Posted on September 22, 2017

Riding in a car and buckling the front seatbelt is almost an unconscious act for most of us.

But in the back seat, it’s sometimes a different story.

Reaching for a belt so far behind your shoulder can be uncomfortable and cumbersome and many people simply don’t bother.

Besides, I have the front seat to stop me, right? Wrong.

In August, The Center for Auto Safety and KidsandCars.org filed a lawsuit to force the U.S. Department of Transportation (DOT) to require a rear seat belt warning alarm that would sound when the rear seat belt is not clicked into place.

The system sound would alarm when someone in the back seat is not bucked in, not unlike what occurs in the front seat.

The lawsuit names Elaine Chao, Secretary of the DOT, and charges her with the failure of the agency to comply with mandated deadlines, “to promulgate a critical automobile safety standard that will save thousands of lives each year, including those of young children, and prevent many other thousands of people, including children, from experiencing physical injuries, pain, and suffering.”

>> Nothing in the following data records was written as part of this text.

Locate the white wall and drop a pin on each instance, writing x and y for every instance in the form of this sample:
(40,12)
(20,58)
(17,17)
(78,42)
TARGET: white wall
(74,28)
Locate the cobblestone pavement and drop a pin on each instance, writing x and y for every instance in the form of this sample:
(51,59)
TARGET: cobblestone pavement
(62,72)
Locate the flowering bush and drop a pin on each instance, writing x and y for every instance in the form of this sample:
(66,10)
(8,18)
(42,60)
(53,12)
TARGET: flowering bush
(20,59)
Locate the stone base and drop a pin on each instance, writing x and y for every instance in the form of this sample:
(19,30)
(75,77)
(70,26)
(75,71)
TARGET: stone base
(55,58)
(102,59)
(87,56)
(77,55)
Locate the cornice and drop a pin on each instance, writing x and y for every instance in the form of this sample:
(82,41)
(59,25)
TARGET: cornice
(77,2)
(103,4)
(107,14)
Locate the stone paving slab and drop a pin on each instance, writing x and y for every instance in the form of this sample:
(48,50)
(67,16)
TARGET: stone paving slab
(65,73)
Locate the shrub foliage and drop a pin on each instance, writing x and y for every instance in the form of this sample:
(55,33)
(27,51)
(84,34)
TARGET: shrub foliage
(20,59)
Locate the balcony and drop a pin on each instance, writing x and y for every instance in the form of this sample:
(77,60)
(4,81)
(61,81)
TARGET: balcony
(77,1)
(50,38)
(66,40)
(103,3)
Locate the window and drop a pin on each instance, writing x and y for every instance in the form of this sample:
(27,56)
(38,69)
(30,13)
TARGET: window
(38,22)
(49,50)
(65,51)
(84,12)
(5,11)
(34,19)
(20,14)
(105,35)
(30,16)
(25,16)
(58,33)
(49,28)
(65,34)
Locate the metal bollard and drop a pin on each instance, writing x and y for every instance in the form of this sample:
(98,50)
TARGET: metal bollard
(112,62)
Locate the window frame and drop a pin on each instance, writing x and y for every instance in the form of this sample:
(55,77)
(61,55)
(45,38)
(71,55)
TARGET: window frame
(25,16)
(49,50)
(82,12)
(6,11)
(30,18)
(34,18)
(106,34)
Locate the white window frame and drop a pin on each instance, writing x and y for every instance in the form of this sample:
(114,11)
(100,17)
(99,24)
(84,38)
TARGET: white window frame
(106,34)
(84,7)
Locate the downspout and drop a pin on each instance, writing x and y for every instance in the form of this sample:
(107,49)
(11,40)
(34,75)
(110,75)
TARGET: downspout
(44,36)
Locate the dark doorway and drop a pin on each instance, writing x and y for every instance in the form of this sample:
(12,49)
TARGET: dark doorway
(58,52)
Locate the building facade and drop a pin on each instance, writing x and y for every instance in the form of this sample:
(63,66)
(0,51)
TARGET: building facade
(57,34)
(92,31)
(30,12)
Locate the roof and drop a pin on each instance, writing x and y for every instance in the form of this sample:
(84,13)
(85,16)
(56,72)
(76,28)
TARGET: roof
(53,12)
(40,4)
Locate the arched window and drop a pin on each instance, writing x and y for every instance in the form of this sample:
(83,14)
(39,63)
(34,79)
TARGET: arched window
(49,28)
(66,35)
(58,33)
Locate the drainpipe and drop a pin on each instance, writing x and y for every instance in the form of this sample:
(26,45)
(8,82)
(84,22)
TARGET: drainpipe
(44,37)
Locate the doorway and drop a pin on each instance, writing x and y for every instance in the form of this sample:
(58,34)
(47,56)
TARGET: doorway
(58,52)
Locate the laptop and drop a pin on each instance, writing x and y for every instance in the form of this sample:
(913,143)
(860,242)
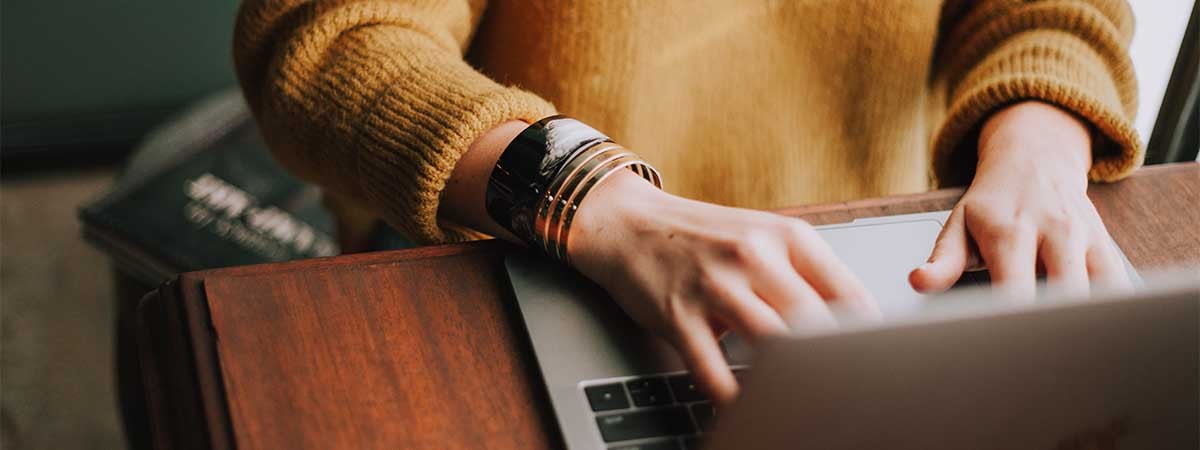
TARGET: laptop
(615,385)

The safety standard is overdue.

In June 2012, Congress passed legislation requiring the rear seat belt warning. The standard was supposed to go into effective by October 2014.
Now, almost five years later, the DOT has done nothing.

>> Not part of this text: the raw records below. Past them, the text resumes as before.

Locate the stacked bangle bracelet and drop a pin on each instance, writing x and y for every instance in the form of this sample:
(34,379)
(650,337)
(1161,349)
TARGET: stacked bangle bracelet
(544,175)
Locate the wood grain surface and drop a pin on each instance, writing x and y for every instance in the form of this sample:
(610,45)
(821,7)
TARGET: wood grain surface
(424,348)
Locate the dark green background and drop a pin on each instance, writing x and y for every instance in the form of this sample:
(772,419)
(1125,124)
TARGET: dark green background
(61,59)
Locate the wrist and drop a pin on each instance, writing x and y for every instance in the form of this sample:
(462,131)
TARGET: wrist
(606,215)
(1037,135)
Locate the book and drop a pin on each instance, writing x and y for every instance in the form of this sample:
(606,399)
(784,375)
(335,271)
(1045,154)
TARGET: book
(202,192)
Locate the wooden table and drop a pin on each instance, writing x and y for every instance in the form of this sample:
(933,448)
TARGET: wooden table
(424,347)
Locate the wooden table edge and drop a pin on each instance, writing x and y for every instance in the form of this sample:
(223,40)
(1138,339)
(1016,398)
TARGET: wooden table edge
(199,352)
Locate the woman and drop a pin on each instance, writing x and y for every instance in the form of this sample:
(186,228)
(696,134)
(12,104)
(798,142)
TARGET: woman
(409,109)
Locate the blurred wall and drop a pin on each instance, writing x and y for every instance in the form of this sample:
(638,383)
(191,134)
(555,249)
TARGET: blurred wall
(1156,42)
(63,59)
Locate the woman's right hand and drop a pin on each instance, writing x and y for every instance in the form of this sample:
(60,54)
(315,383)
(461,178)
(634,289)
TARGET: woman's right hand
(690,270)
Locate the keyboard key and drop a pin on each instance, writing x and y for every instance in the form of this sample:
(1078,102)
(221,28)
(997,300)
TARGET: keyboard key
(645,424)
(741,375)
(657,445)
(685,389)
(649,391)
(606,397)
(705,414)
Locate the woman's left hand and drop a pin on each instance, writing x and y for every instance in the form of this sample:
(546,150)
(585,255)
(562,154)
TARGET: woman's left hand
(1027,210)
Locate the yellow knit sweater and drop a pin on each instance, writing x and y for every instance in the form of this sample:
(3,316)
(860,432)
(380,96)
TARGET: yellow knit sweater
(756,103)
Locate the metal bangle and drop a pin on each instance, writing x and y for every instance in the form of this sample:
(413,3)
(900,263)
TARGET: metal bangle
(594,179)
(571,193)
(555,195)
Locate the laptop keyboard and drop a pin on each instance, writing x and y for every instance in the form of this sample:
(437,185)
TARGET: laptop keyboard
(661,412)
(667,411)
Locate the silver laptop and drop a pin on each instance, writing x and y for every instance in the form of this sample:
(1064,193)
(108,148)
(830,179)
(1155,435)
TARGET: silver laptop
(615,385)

Both consumer organizations say that their work protecting the public is being hampered because the agency is not doing its job and is responsible for the continuing risk of injury and death to passengers in those seating positions.

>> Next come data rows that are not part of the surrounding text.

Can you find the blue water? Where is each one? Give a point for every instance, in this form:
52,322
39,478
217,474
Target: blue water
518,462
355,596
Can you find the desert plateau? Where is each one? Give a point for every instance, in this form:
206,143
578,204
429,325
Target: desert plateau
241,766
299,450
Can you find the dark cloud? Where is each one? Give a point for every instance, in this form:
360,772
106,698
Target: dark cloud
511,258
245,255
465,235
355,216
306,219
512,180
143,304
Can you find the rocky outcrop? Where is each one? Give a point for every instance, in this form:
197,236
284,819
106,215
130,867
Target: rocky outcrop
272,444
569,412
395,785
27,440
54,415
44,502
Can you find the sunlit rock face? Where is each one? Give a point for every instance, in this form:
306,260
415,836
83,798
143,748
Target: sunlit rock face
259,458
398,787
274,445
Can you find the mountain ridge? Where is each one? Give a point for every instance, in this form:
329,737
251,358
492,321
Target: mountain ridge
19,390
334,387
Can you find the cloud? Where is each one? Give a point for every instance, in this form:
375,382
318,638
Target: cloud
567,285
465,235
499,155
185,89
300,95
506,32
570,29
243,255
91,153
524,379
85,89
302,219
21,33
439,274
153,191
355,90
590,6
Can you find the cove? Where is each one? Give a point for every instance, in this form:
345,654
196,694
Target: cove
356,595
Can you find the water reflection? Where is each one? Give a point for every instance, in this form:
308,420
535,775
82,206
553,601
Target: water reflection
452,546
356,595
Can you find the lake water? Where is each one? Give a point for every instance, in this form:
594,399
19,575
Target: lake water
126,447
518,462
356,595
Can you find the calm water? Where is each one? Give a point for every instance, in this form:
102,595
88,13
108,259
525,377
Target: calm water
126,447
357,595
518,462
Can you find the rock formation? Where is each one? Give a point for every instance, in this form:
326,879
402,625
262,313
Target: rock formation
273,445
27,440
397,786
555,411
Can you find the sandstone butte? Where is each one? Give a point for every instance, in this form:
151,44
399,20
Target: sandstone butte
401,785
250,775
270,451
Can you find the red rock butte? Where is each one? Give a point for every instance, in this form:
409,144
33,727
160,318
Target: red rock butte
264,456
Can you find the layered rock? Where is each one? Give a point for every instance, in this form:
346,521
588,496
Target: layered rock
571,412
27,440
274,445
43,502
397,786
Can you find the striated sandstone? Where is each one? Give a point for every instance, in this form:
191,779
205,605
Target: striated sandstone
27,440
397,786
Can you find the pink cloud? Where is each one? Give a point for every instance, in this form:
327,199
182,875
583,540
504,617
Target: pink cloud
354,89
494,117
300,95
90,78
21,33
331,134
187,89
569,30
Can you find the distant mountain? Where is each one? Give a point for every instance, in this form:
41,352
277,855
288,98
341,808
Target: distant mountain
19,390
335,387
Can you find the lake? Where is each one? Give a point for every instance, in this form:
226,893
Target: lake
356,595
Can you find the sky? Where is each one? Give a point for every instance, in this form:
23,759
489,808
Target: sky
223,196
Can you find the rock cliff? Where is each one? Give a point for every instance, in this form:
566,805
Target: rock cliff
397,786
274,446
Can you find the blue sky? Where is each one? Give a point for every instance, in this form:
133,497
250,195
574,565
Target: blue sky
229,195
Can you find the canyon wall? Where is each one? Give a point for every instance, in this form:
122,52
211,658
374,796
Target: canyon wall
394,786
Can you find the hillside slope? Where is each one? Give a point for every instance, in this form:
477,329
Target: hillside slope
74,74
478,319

According to the Insurance Institute for Highway Safety, someone not wearing a seatbelt in the rear seat, is nearly eight times as likely to sustain a serious injury compared to a person belted up.

According to the National Highway Traffic Safety Administration, in 2008, nearly 14,000 vehicle passengers were killed due to a failure to wear their seat belts, which amounts to about 38 deaths per day.

It’s estimated half of those people would be alive if they had worn their seat belt.

Specifically in the rear seat, another federal statistics shows 291 unrestrained rear seat passengers were killed between October and December 2015 alone, and 180 in the rear seat suffered serious injuries.

Unfortunately, it’s children who bear the brunt of these injuries.

In 2005, of the 304 fatalities among children ages 4 to 7, nearly half were unrestrained (136). Of the 3,300 unrestrained children involved in crashes between 1998 and 2002, 27% were killed.

In 2015 alone, NHTSA estimates 13,941 lives were saved through the use of seat belts.

To date the Secretary of the DOT has not even published a proposed rule for the standard, which is also required by law.